Mayor Michael Bloomberg says the final executive budget on his watch could increase school spending by about $300 million without a tax hike.
If he gets his way, that is.
The main beneficiary of the budget is the public school system, which would see a funding increase from $13.3 billion from fiscal year 2012 to $13.6 billion for 2013.
But it comes with a catch. Unless the United Federation of Teachers agrees to a teacher evaluation system, "amendments to the education budget will be necessary to compensate for the loss of funding," the mayor's office said in a release.
In a statement, UFT president Michael Mulgrew praised Speaker Christine Quinn and the rest of the City Council's efforts to increase the number of teachers.

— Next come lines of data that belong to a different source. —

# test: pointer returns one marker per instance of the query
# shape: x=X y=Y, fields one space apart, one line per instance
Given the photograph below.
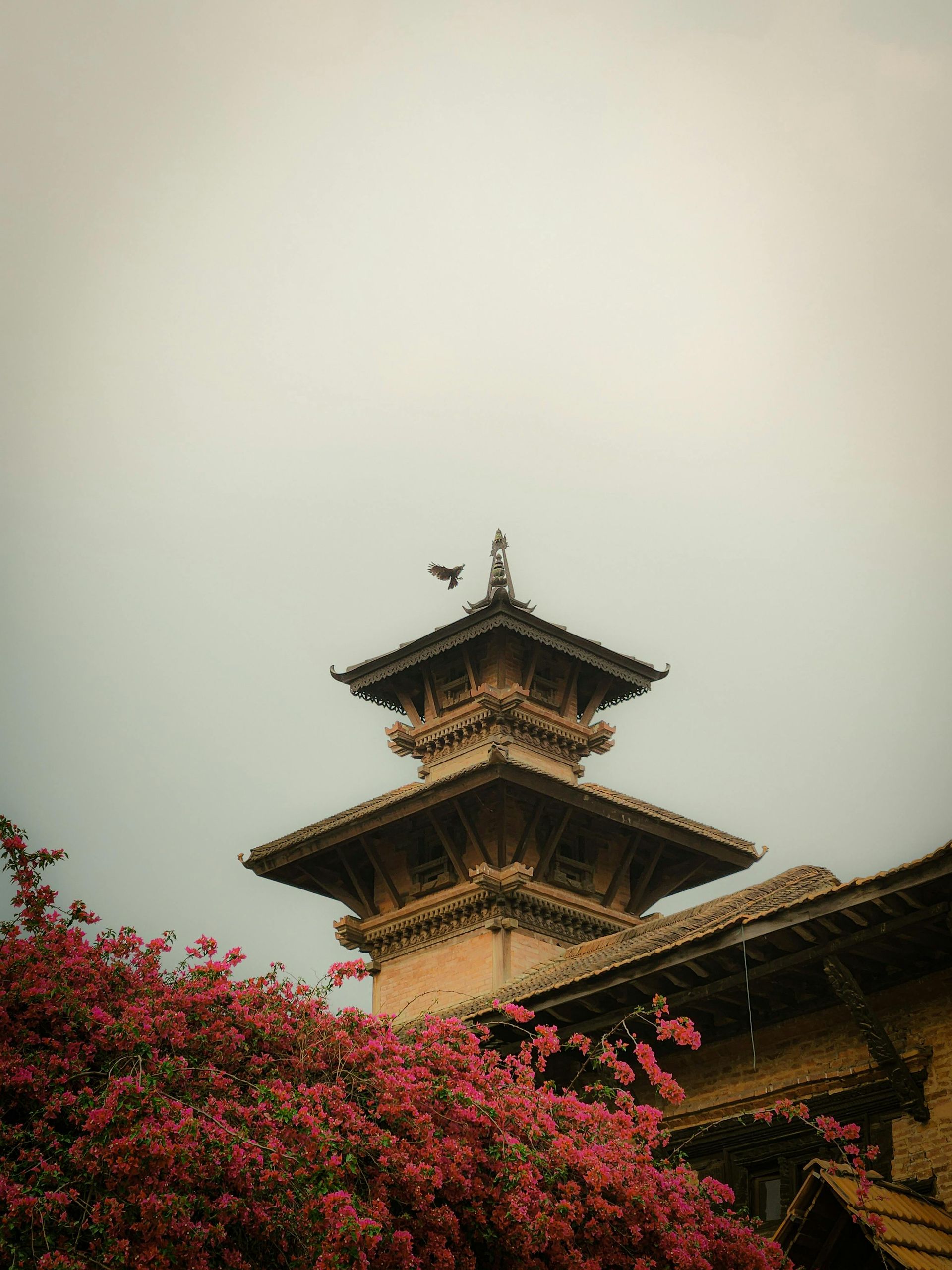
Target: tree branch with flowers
x=189 y=1118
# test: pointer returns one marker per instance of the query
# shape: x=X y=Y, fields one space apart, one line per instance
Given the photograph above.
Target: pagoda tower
x=498 y=855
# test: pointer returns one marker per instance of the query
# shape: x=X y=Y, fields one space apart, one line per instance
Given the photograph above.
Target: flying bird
x=451 y=575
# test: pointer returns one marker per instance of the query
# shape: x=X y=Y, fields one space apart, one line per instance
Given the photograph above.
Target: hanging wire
x=747 y=983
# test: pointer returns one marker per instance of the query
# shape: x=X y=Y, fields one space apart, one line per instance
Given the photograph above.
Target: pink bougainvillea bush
x=188 y=1118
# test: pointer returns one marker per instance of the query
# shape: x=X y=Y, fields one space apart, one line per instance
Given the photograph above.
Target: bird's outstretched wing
x=451 y=575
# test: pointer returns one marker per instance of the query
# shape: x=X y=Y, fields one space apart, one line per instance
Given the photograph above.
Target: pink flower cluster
x=186 y=1119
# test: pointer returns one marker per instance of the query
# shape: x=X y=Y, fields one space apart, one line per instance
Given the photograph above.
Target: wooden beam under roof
x=635 y=901
x=475 y=781
x=373 y=856
x=470 y=672
x=670 y=883
x=470 y=831
x=362 y=893
x=621 y=869
x=502 y=826
x=554 y=840
x=450 y=847
x=598 y=695
x=529 y=831
x=332 y=886
x=880 y=1044
x=409 y=708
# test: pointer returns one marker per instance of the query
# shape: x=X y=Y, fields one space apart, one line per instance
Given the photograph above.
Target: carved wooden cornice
x=497 y=718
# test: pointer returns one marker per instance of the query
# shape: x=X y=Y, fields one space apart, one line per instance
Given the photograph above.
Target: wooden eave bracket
x=883 y=1052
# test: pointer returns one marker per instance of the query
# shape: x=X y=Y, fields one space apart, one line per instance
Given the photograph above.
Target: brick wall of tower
x=434 y=977
x=824 y=1052
x=464 y=965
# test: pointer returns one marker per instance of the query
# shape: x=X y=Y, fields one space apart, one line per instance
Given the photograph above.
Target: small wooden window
x=766 y=1198
x=429 y=868
x=452 y=683
x=547 y=683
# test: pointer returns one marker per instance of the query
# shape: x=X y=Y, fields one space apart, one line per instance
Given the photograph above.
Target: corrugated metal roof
x=918 y=1231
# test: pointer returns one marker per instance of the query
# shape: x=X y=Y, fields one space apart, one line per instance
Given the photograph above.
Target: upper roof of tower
x=616 y=676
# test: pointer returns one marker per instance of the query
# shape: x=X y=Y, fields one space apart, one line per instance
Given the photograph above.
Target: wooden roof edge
x=350 y=822
x=416 y=649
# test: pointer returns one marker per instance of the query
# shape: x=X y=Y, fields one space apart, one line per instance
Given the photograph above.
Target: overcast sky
x=301 y=296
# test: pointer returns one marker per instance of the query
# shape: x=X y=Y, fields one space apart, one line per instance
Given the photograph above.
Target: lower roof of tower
x=730 y=851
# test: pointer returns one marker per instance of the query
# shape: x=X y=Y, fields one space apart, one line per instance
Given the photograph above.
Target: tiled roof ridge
x=687 y=924
x=662 y=813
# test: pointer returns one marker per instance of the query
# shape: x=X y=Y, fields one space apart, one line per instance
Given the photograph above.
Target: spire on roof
x=500 y=578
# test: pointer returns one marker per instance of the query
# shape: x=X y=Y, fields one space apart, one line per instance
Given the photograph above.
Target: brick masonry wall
x=826 y=1052
x=457 y=968
x=436 y=977
x=527 y=951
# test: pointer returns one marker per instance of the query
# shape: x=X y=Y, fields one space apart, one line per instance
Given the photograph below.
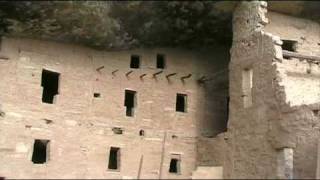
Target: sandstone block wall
x=79 y=126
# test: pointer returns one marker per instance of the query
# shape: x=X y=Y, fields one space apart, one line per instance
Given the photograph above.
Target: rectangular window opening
x=135 y=62
x=50 y=84
x=130 y=102
x=114 y=157
x=181 y=103
x=175 y=164
x=160 y=61
x=96 y=95
x=40 y=151
x=289 y=45
x=247 y=87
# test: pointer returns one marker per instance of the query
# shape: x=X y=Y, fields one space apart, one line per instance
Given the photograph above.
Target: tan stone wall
x=81 y=133
x=284 y=96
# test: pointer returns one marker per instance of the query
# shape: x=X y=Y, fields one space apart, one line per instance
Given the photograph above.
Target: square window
x=135 y=62
x=175 y=164
x=160 y=61
x=114 y=157
x=181 y=103
x=40 y=151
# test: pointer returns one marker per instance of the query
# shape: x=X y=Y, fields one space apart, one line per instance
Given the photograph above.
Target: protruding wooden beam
x=300 y=56
x=128 y=73
x=113 y=72
x=157 y=73
x=99 y=68
x=171 y=74
x=142 y=75
x=2 y=57
x=185 y=77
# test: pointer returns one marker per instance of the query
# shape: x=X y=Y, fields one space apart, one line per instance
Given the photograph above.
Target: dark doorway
x=181 y=103
x=174 y=166
x=39 y=155
x=135 y=61
x=160 y=61
x=50 y=84
x=114 y=158
x=130 y=102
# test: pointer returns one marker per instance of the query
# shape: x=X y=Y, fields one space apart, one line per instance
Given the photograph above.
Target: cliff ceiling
x=126 y=24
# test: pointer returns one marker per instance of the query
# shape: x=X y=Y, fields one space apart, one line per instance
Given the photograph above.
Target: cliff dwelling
x=240 y=100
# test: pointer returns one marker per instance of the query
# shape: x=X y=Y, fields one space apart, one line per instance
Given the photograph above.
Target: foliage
x=118 y=24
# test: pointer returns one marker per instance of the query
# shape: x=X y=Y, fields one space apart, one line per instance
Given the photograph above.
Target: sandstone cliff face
x=273 y=121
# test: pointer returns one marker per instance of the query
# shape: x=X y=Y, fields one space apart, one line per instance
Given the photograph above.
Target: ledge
x=300 y=56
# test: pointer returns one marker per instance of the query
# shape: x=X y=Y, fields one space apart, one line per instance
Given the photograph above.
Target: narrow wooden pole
x=162 y=154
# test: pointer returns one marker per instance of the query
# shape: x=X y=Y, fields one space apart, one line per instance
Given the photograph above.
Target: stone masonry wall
x=282 y=114
x=79 y=126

However, on the , it seemed the Bloomberg administration and UFT were still some distance apart despite progress in negotiations to clear the way for a more limited stream of performance data to be released to parents.
"The UFT went to Albany to fight for better teacher evaluations and we will continue to work toward a system that works for the students and teachers of New York," Mulgrew said.
Even with the potential impasse over teacher evaluations and disagreement about how best to use the CityTime settlement money, Bloomberg's budget still was good news for city taxpayers.
"Our budget won't impose any new taxes on New Yorkers, maintains the strength of the NYPD and continues our strong support for public schools," Bloomberg said.
"We’re able to make all of those commitments as a result of years of fiscal care, foresight and a constructive partnership with the City Council."
He credited his administration's policies within a variety of industries with the growth in private sector jobs. The resulting increase in business has increased the tax revenue stream enough without further demands on businesses and individuals.